En préparant la demande de subvention pour le Conseil des Arts, nous avons réfléchi aux raisons de faire de Zeitgeist un projet de fiction plutôt qu’un projet documentaire. Car c’est une très bonne question: pourquoi la fiction?

C’est vrai que nous voulons explorer le monde et ses réalités pour en tirer nos idées de films. Nous voulons même aller sur le terrain, explorer les lieux, leur histoire, mais aussi et surtout rencontrer les gens qui les habitent, découvrir leur réalité, leurs points de vue. Alors pourquoi ne pas simplement en faire des sujets de films documentaires?


Je vais répondre ici pour moi, Anastasia a sûrement d’autres opinions là-dessus qu’elle pourra partager avec nous. Personnellement, ce que j‘aime de la fiction, c’est qu’elle permet d’explorer des intuitions à propos du monde sans avoir à démontrer ou à respecter des faits précis. Ça ne veut pas dire que la fiction doit mentir ou dire n’importe quoi. Au contraire. La fiction que j’aime est celle qui s’ancre dans le réel, celle qui est à la recherche d’une certaine vérité. Mais la fiction ne se targuera jamais de dire la vérité sur quoi que ce soit. Un récit de fiction, c’est éminemment subjectif. Et c’est là ça force. Il n’y a pas de malentendu possible, le public sait que le film n’est qu’une histoire, un point de vue, une construction.


Le documentaire, même d’auteur, même très personnel, est souvent traité par le public comme étant « vrai », comme présentant des « faits » des choses « réelles ». Et c’est très souvent un des objectifs des documentaristes: permettre au public de découvrir des réalités objectives en essayant de faire un film qui soit le plus fidèle possible à son sujet. J’adore ces films et je salue la rigueur et le travail de ceux et celles qui les font.


Pour un sujet aussi vaste et mouvant que le Zeitgeist, je préfère la fiction.


Le Zeitgeist lui-même est composé de millions de subjectivités humaines qui s’entrecroisent, s’entre-influencent et se métissent sans cesse. Mais de cet énorme mélange chaotique émerge quand même des idées communes ou débattues largement, des réalités partagées par un grand nombre et un genre de discours diffus mais global, qu’on peut appeler le Zeitgeist.


Les films que je souhaite faire dans ce projet, ce ne sont pas des films « constat » qui montrent un aspect de la vie moderne en l’étiquetant « Zeitgeist ». Je ne cherche pas à trouver et prouver ce qui fait ou ne fait pas partie du Zeitgeist. Je cherche simplement à mieux explorer et comprendre ce qui anime notre monde, de l’intérieur. J‘ai déjà des intuitions, bien sûr, mais je veux élargir ma compréhension des choses, aller au-delà de mes limites naturelles, avant de choisir les films à faire. Et c’est grâce à vous que ça sera possible, n’en doutez pas! Sans vous, je tourne en rond! :)

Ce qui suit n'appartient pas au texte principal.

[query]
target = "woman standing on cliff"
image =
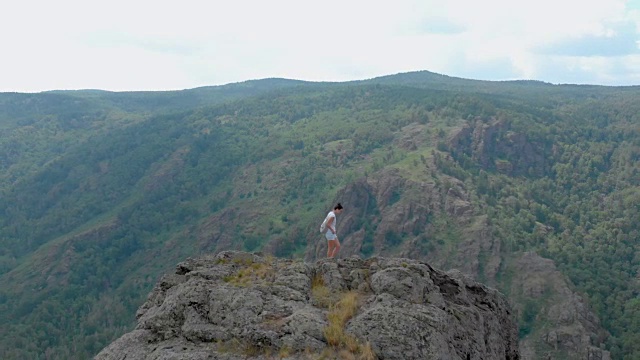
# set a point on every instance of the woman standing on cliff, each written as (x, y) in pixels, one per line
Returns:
(333, 244)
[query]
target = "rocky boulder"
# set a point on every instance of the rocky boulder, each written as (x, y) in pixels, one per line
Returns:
(237, 305)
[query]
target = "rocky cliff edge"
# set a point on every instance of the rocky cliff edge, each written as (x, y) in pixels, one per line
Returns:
(237, 305)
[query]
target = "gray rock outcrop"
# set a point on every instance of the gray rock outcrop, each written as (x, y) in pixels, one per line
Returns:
(238, 305)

Je veux raconter les histoires du Zeitgeist. Et peut-être en faisant cela, toucher à une certaine « vérité ». Mais ça, ce sera au public de le dire.


Je vois déjà une femme dans le bus qui la mène de Pointe-aux-Trembles à la station Berri-UQÀM, violon en main, encerclée de gens sur leurs téléphones. Je sais qu’elle s’en va jouer dans le métro Place-des-Arts… Mais je ne sais pas encore quelle sera son histoire, ni même si elle sera choisie parmi les 5 films du cycle de Montréal.

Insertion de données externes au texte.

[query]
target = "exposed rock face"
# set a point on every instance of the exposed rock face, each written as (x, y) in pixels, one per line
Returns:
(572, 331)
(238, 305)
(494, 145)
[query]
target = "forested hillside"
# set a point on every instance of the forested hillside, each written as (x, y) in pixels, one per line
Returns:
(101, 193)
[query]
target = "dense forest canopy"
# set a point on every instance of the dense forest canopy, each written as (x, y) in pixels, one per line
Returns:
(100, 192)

Je vois aussi une autre femme, qui manifeste pour la planète, entourée de milliers de personnes, et qui se demande à quoi ça rime, si cette marche peut changer les choses, je vois une femme qui doute mais qui ne peut rester sans rien faire. Encore là, pas encore d’histoire ni de synopsis, juste un flashe. Une image. Une situation.

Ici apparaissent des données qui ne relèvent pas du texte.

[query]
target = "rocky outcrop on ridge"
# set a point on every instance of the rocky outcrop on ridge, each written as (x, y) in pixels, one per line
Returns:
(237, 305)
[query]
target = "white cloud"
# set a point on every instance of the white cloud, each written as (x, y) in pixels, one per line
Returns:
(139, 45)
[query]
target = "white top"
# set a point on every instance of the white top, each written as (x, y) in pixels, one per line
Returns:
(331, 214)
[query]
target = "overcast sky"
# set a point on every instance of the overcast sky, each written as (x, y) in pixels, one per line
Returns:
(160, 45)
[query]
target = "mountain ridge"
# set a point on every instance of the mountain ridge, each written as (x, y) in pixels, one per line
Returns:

Nous allons poursuivre la tempête d’idées encore pour un moment, probablement jusqu’à la fin septembre, car nous avons besoin de continuer à enrichir la feuille d’idées et d’agrandir le groupe de gens impliqués de près ou de loin dans la discussion. Je veux voir émerger d’autres flashes, d’autres personnages, d’autres images qui nous semblent pertinentes ou liées d’une manière ou d’une autre à l’idée de l’esprit de notre siècle.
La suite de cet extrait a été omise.